Crawford SSC2K
- Category: SRP
- Constructor: Crawford
- Designer(s): Andy Scriven

Technical specifications
- Chassis: Carbon fiber and aluminum honeycomb monocoque
- Suspension (front): Double-wishbone, pushrod/rocker design, steering arm with camber and bump steer adjustments, blade adjustable anti-roll bars
- Suspension (rear): Double-wishbone, pushrod/rocker design, blade adjustable anti-roll bars. Geometry options: roll center and anti-squat
- Length: 4,650 mm (183.1 in)
- Width: 2,000 mm (78.7 in)
- Axle track: 1,613 mm (63.5 in) (front); 1,588 mm (62.5 in) (rear);
- Wheelbase: 2,880 mm (113.4 in)
- Engine: Judd GV4 4.0 L (244.1 cu in) 32-valve, DOHC V8, naturally-aspirated, mid-mounted
- Transmission: Crawford-Gemini 6-speed sequential
- Power: > 600 hp (447.4 kW) @ 10,250 rpm (48 mm restrictor); > 350 lb⋅ft (474.5 N⋅m) @ 8500 rpm (48 mm restrictor);
- Weight: 902 kg (1,988.6 lb)
- Tyres: Yokohama

Competition history
- Notable entrants: Doran Racing

= Crawford SSC2K =

Prototype race car

The Crawford SSC2K is a purpose-built sports prototype race car, designed, developed and built by American manufacturer Crawford Composites, for the Grand American Road Racing Championship (later Rolex Sports Car Series), between 2001 and 2002.

==Background==
For the 2001 Grand American Road Racing Championship season Crawford designed and built the Crawford SSC2K. The car was designed by Andy Scriven who joined Crawford in April 1999 after leaving Lola. The GTP sports car was powered by a Judd V10 engine. The car was built for Kevin Doran's racing team, Doran Racing. During the two years the car was contested the car was fitted with various different front end designs.

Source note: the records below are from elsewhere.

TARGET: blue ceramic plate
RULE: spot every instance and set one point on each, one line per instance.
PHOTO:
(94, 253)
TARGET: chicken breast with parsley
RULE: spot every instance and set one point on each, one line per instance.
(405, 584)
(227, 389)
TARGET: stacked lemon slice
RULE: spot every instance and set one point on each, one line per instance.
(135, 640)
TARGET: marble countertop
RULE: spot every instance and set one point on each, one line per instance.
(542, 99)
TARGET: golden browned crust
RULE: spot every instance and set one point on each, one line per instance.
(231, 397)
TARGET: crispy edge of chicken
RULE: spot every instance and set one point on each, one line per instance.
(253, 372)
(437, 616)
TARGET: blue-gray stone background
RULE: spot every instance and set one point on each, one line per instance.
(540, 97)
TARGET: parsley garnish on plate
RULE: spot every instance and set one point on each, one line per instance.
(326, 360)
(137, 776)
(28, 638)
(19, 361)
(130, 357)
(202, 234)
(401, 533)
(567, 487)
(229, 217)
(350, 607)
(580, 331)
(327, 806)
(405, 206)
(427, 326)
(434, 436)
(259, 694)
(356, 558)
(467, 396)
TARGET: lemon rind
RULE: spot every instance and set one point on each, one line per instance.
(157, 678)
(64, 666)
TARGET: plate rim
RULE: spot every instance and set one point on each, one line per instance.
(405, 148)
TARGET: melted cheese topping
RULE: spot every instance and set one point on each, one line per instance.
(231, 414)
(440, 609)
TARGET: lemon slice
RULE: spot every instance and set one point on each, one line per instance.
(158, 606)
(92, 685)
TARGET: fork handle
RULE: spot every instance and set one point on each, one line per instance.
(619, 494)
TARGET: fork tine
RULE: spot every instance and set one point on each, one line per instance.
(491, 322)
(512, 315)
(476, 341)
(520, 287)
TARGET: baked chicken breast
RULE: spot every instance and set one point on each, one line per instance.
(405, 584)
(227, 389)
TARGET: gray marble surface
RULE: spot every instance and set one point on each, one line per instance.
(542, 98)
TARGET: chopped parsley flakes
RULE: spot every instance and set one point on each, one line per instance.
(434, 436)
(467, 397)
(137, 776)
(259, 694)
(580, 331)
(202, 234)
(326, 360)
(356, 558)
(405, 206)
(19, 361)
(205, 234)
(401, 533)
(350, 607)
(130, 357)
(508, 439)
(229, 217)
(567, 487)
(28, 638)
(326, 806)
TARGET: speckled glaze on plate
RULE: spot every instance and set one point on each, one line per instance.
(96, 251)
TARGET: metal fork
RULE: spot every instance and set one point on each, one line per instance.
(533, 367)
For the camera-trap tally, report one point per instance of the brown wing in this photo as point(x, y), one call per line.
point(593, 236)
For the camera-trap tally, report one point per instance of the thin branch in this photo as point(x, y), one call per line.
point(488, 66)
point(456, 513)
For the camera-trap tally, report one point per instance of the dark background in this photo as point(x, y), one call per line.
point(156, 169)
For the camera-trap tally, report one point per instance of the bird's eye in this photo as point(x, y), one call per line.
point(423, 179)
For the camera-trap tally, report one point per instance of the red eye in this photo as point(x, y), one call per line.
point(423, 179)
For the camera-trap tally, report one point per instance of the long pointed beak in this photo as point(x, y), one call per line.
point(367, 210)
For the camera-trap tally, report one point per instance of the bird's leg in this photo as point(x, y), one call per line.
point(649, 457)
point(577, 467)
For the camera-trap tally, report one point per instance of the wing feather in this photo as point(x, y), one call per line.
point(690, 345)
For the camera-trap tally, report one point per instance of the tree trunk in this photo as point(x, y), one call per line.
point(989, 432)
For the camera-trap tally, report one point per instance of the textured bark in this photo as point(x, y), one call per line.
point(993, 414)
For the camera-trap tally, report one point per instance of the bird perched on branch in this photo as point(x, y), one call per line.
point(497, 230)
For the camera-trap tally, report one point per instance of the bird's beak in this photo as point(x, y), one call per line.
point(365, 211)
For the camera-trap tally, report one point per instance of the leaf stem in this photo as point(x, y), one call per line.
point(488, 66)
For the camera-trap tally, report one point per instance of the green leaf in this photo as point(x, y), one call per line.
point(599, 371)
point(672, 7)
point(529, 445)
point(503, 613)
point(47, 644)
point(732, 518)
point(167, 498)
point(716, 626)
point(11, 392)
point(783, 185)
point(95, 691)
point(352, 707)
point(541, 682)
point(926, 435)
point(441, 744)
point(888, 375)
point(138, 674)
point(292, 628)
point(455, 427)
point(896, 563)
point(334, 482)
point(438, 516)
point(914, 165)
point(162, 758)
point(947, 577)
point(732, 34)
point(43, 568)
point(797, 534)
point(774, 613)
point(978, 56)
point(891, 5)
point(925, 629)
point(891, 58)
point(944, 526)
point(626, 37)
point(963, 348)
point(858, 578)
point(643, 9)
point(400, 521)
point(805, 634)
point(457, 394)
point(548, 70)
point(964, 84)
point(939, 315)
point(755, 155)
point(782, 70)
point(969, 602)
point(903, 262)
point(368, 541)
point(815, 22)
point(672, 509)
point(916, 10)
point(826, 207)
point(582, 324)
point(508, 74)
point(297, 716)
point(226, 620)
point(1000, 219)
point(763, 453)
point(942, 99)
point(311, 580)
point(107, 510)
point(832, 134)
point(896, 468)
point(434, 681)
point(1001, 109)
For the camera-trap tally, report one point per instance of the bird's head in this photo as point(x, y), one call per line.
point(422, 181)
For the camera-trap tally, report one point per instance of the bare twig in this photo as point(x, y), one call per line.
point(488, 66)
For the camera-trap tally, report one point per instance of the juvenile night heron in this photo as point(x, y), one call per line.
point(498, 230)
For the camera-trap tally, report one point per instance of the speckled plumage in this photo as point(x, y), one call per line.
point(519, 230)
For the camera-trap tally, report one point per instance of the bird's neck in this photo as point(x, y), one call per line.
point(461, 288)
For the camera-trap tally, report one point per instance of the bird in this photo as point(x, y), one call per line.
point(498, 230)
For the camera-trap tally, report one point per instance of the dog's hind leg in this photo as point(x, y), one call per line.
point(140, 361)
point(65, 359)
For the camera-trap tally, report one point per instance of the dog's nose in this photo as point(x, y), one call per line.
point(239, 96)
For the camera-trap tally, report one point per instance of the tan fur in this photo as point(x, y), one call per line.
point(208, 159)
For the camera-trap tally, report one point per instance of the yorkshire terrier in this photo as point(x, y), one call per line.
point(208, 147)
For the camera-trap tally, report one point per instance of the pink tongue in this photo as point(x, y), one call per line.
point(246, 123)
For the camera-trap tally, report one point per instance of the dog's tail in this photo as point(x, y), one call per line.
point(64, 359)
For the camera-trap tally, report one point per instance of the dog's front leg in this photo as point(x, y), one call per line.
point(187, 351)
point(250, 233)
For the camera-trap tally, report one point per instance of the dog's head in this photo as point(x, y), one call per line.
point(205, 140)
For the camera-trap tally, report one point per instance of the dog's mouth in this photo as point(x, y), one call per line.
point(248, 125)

The blunt nose suffered similar issues as experienced by the Reynard 2KQ, the airflow towards the rear end was disrupted. By 2002 Crawford followed Lola B2K/10's example with regard to the aerodynamic design. In the car's second season, the car scored its first win. At Virginia International Raceway Andy Wallace and Chris Dyson won the 500 km race.